Abstract:
Lushui River Basin is characterized by short flow concentration time and high suddenness of floods, making high spatio-temporal resolution radar data crucial for rainstorm monitoring and forecasting in this basin. Taking the flood-inducing rainstorm in the Lushui River Basin on July 1, 2024 as an example, this study utilized radar intensity products such as combined reflectivity (CR), constant altitude plan position indicator (CAPPI), and vertically integrated liquid (VIL) for quantitative precipitation forecasting, radar velocity products including radial velocity (Vc) and vertical wind profile (VWP) for identifying rain cluster development, and operational hydrologic product/thunderstorm hydrologic product (OHP/THP). The results show that: ① This rainstorm process was generated by the combined effects of an upper-level trough, a low-vortex shear, and a low-level jet stream. The prolonged maintenance of this weather system provided favorable conditions for moisture transport and dynamic lifting. ② Radar echo characteristics, including banded strong echoes above 40 dBZ, high vertical integrated liquid content (VIL value exceeding 10 kg/m
2), a 3 km thickness of strong echo (CAPPI above 40 dBZ), and significant train effects are key factors for forecasting widespread short-duration heavy precipitation. ③ The zero-velocity line on the radial velocity map exhibits "S" and inverted "S" shaped features, indicating the alternation of cold and warm advection. The location and orientation of the counter-wind zone reflect changes in the future heavy precipitation area.

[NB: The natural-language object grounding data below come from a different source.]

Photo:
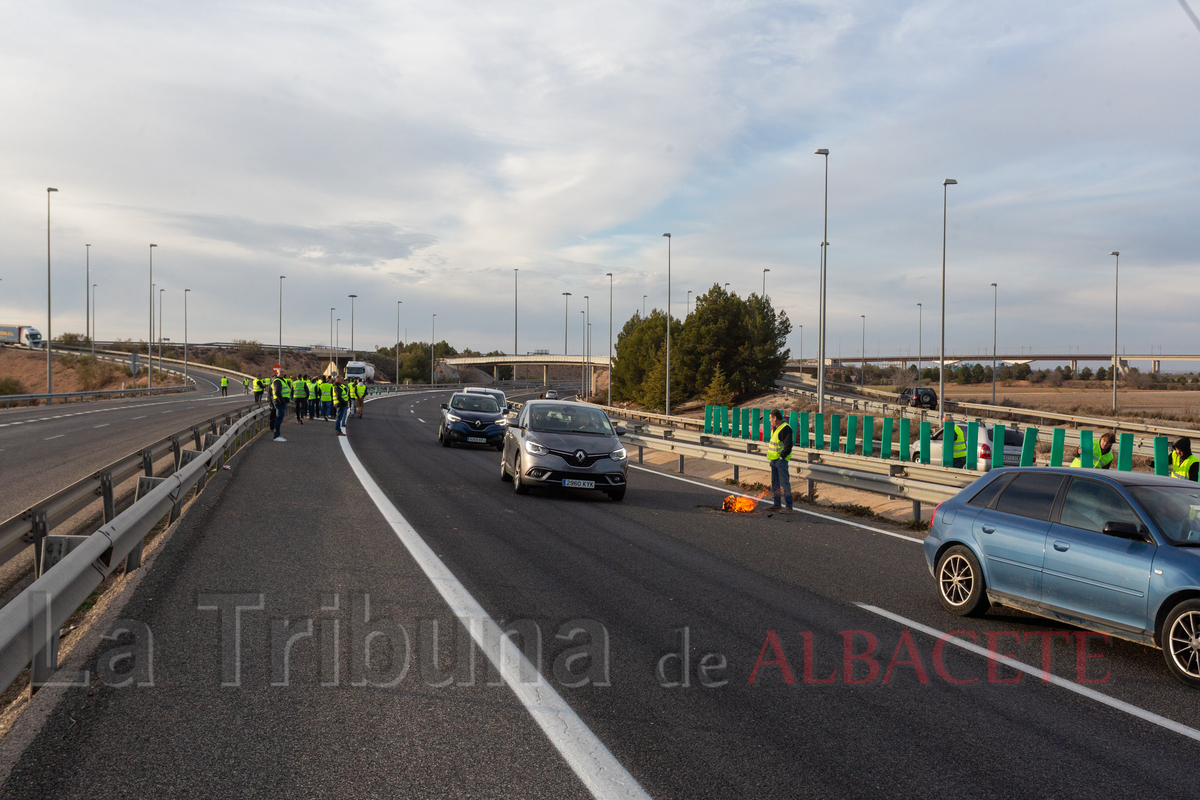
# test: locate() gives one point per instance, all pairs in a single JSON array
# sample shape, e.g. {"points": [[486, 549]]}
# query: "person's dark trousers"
{"points": [[780, 481], [281, 410]]}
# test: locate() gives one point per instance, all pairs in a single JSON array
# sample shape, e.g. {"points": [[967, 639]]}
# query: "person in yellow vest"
{"points": [[1102, 452], [779, 456], [1183, 463], [960, 444]]}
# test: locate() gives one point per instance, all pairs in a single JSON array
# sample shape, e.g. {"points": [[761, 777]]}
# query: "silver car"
{"points": [[573, 445]]}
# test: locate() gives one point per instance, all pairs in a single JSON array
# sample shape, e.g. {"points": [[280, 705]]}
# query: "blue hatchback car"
{"points": [[1111, 552]]}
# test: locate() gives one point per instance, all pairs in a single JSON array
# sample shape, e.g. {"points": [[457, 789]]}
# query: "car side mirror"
{"points": [[1123, 530]]}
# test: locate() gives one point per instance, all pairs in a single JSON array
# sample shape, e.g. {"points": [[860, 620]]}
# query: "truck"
{"points": [[360, 371], [21, 336]]}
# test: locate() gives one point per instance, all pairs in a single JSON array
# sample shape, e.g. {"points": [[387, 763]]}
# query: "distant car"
{"points": [[472, 420], [569, 445], [495, 392], [1110, 552], [921, 397], [1014, 440]]}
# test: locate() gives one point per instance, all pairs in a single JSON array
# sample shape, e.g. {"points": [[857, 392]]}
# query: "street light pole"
{"points": [[150, 337], [825, 250], [1116, 298], [609, 275], [941, 347], [995, 312], [669, 324], [567, 302]]}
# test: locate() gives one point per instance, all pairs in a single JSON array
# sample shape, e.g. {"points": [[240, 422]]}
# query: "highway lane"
{"points": [[45, 449], [664, 560]]}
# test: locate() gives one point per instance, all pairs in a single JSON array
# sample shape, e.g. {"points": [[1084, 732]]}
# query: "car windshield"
{"points": [[481, 403], [569, 419], [1175, 510]]}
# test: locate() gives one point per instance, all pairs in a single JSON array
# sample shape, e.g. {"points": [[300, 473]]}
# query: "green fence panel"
{"points": [[947, 444], [1125, 455], [972, 445], [1057, 444], [1029, 446], [1162, 456]]}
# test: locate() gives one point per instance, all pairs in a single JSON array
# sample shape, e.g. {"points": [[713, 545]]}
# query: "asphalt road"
{"points": [[46, 449], [293, 525]]}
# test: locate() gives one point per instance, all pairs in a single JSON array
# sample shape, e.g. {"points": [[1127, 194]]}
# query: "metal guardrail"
{"points": [[30, 527], [30, 623]]}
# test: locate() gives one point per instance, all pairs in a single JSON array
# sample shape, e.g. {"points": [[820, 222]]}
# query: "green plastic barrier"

Analyzing the vertical characteristics of the wind field using the wind profiler product (VWP) can help to predict the timing and intensity of precipitation. ④ Although the radar 1 hour/3 hours accumulated precipitation products (OHP/THP) underestimated the actual rainfall amount, the OHP product performed well in estimating the precipitation range and center. After correction, the product can provide an effective reference for rainstorm monitoring and forecasting.